SEÑOR DIRECTOR:
Esta sequía tan tenaz ha venido para recordarnos que somos habitantes de un planeta que no se enajena a nuestra voluntad. Tiene sus propios ritmos, su legalidad y tal vez su propio determinismo, aunque éste no integre la poquedad de nuestro saber.
La municipalidad avisa que el cuenco de la laguna Don Tomás, que desde unas décadas constituye el atractivo central del parque público del mismo nombre, va mostrando sus fondos y que ya no parece seguro que se pueda disponer de agua para el riego de calles. Propone una tarea de dragado, tanto para concentrar más lo que queda de agua como para mejorar la disponibilidad a la espera de las aguas de las lluvias que deberían llegar y que siempre son esperadas. También propone tareas de limpieza, pues el retiro de las aguas (su agotamiento) va dejando al descubierto restos de objetos y desperdicios de todo tipo, que han venido siendo arrojados para que la laguna haga el papel de las alfombras (que son tradicionalmente destinatarias de esa basura que "no hay tiempo" de sacar en las casas particulares y en las oficinas públicas).

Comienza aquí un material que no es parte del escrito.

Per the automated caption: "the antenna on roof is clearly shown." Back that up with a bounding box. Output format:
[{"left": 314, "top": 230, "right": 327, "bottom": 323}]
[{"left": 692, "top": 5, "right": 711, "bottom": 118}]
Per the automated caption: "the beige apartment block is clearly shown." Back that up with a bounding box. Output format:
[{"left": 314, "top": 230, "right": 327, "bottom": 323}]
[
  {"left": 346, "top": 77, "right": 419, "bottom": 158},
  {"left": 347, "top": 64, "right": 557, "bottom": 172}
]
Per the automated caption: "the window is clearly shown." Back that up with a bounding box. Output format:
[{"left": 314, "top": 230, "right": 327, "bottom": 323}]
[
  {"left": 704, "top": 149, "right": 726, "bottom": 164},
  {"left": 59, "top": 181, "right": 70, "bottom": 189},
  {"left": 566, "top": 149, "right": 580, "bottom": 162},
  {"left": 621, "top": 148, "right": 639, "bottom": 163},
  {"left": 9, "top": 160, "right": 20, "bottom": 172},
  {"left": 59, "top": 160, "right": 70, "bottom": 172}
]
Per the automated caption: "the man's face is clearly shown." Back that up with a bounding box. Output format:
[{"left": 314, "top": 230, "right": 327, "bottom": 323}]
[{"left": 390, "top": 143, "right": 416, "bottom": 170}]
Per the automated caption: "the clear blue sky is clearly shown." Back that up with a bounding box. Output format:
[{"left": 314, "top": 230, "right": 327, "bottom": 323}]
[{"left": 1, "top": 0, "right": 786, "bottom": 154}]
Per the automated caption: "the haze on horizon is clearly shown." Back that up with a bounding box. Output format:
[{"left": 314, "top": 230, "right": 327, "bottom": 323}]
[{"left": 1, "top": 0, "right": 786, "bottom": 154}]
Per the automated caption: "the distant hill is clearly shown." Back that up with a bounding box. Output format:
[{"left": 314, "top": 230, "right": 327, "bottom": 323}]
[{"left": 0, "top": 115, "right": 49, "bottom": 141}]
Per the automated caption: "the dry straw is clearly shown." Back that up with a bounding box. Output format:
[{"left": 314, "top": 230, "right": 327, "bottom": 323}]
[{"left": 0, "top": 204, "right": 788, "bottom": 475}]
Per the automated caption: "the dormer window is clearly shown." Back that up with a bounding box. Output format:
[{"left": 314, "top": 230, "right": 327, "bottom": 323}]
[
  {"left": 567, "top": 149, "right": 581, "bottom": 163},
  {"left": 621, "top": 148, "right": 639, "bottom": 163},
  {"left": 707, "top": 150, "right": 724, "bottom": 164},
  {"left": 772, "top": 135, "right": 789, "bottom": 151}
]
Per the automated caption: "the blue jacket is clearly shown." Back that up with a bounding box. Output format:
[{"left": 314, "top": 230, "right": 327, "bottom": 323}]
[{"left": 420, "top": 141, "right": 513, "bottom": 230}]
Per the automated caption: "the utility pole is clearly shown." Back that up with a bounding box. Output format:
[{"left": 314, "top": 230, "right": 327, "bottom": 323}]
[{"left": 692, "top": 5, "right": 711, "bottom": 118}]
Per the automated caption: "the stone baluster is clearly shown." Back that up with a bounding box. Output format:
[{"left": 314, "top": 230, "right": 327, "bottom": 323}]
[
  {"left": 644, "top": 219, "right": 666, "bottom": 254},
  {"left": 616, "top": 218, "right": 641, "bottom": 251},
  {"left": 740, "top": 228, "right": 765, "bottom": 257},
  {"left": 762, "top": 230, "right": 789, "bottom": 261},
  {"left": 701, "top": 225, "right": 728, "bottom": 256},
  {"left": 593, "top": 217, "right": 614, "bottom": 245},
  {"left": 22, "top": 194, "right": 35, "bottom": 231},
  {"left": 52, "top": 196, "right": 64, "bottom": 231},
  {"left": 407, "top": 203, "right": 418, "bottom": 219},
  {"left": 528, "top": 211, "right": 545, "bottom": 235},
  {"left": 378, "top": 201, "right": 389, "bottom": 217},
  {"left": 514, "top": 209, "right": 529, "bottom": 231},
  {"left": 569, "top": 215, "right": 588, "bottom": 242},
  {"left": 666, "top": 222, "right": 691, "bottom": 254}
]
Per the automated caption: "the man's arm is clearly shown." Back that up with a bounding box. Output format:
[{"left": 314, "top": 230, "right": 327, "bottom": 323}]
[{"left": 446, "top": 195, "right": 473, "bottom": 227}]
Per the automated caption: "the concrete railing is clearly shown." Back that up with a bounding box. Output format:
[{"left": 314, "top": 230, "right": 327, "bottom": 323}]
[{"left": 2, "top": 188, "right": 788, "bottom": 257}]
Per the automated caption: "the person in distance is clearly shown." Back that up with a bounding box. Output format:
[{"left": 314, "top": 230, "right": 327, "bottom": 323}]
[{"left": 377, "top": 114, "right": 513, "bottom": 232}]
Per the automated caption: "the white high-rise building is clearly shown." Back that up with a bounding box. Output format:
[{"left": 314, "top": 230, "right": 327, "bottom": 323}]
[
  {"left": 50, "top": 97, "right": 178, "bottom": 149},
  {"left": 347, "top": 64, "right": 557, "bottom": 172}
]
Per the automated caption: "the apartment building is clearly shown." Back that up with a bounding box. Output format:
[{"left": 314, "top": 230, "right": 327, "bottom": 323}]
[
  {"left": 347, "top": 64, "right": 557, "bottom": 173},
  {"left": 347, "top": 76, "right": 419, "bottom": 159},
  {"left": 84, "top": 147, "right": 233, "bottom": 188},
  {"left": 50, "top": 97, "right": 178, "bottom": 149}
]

No hay mayor novedad en el proceso de desecación de la laguna que lleva el nombre del fundador de Santa Rosa. He contado mi propia experiencia de cruzar esos terrenos con la laguna seca o reducida a pequeños y aislados espejos, en los tiempos anteriores al asfalto urbano, cuando los espacios inmediatos estaban poblados por ranchos y chozas de lo que era conocido como El Salitral. Aquello era extramuros, digámoslo así aunque Santa Rosa nunca tuvo muros ni murallas que la separasen de "lo otro". Para la época de su fundación la humanidad había gestado muros más sutiles para marcar distancias y exclusiones. Nada permite pensar que don Tomás fuera un soñador, pero es posible creer que él, al levantar el edificio principal de La Malvina, haya buscado disponer de un espacio bendecido por el agua en una pampa resignada a las sequías periódicas, a los vientos insidiosos y a las arenas tornadizas. Digo que no hay mayor novedad en el estado actual de nuestra laguna porque se ha visto cómo han estado desapareciendo, una tras otra, las que surgieron en el más reciente período de grandes lluvias. La duda que tienen los más veteranos de nuestros pobladores es si las lluvias llegarán a tiempo para salvar lo que sobreviva en estos campos y antes de que todas las lagunas hayan terminado de extinguirse. Estamos en un suelo y un ambiente natural que marca límites e impone condiciones. Algunos ruralistas se han empeñado hasta último momento, en su apuesta política para las elecciones del pasado domingo, en sostener que la culpa es del gobierno de turno, cuando lo racional ha sido y sigue siendo admitir la responsabilidad colectiva. Olvidamos con excesiva facilidad el condicionamiento que impone la naturaleza y que éstas no son las tierras de la pampa húmeda ni tienen alguna aproximación a la utopía del jardín del Edén, salvo para quien aprende a apreciar la belleza humilde de los sitios donde hay veneros o en los que, en etapas lluviosas, se instalan lagunas, llega la avifauna y estalla el verdor. Y contamos también con la raigambre emocional de lo que la tenacidad del trabajo ha sabido construir como espacios acogedores que revelan qué es lo que se puede lograr en el marco tan exigente de nuestra naturaleza. Nuestros vates del oeste más árido y más cruel (los únicos que hemos tenido hasta ahora) han sabido dar cuenta de esa conciliación con lo hostil y la relación integradora que se produce entre el poblador y su ambiente.
Lo que se observa en los centros urbanos (al menos, en los de mayor población) es una suerte de indiferencia por el acontecer natural, como si eso fuese cosa ajena. Es cierto que el proceso social ha hecho que las más de las personas vivan sin contacto directo y cotidiano con el suelo, pero el problema no es sólo rural aunque se demore más en manifestarse.